Disappearance of Cdc14 from the daughter spindle pole body requires Glc7-Bud14

Abstract

Background/aim: The conserved phosphatase Cdc14 facilitates mitotic exit in budding yeast by counteracting mitotic cyclin-dependent kinase activity. Cdc14 is kept in the nucleolus until anaphase onset, when it is released transiently into the nucleoplasm. In late anaphase, Cdc14 is fully released into the cytoplasm upon activation of the mitotic exit network (MEN) to trigger mitotic exit. Cdc14 also localizes to yeast spindle pole bodies (SPBs) in anaphase and dephosphorylates key targets residing on SPBs to allow SPB duplication and prime the MEN. Protein phosphatase 1 (Glc7) with regulatory subunit Bud14 is another phosphatase that plays a key role in the spatiotemporal control of mitotic exit.
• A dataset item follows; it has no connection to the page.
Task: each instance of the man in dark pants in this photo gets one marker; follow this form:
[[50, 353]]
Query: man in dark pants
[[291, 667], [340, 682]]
In this study, we investigated the regulation of Cdc14 localization by Bud14-Glc7. Materials and methods: We used fluorescence microscopy to analyze Cdc14 localization in BUD14 wildtype and BUD14 knockout cells ( bud144 ) as well as in cells expressing a mutant allele of BUD14 ( bud14-F379A ) that cannot bind Glc7. We also utilized a yeast two- hybrid (Y2H) system to examine the interaction of Bud14 with Cdc14. Results: We found that Cdc14 remains at the SPBs longer in bud144 and bud14-F379A compared to wildtype cells. This effect is limited to the SPB that has migrated to the daughter cell (dSPB). Cdc14 localizes to both SPBs shortly after anaphase onset. In mid-to-late anaphase, levels of Cdc14 increase at the dSPB in both wildtype and bud144 cells. With mitotic exit, Cdc14 disappears from the dSPB in wildtype cells but not in bud144 cells. Accordingly, 50% of bud144 cells in G1 have Cdc14 at their SPBs. We also found that Cdc14 localization at the dSPB was largely, but not entirely, dependent on Bfa1 in bud144 cells. Furthermore, Bud14 interacted with Cdc14 in the Y2H system. Conclusion: Our results suggest that Glc7-Bud14 is part of a mechanism that promotes Cdc14 disappearance from the dSPB.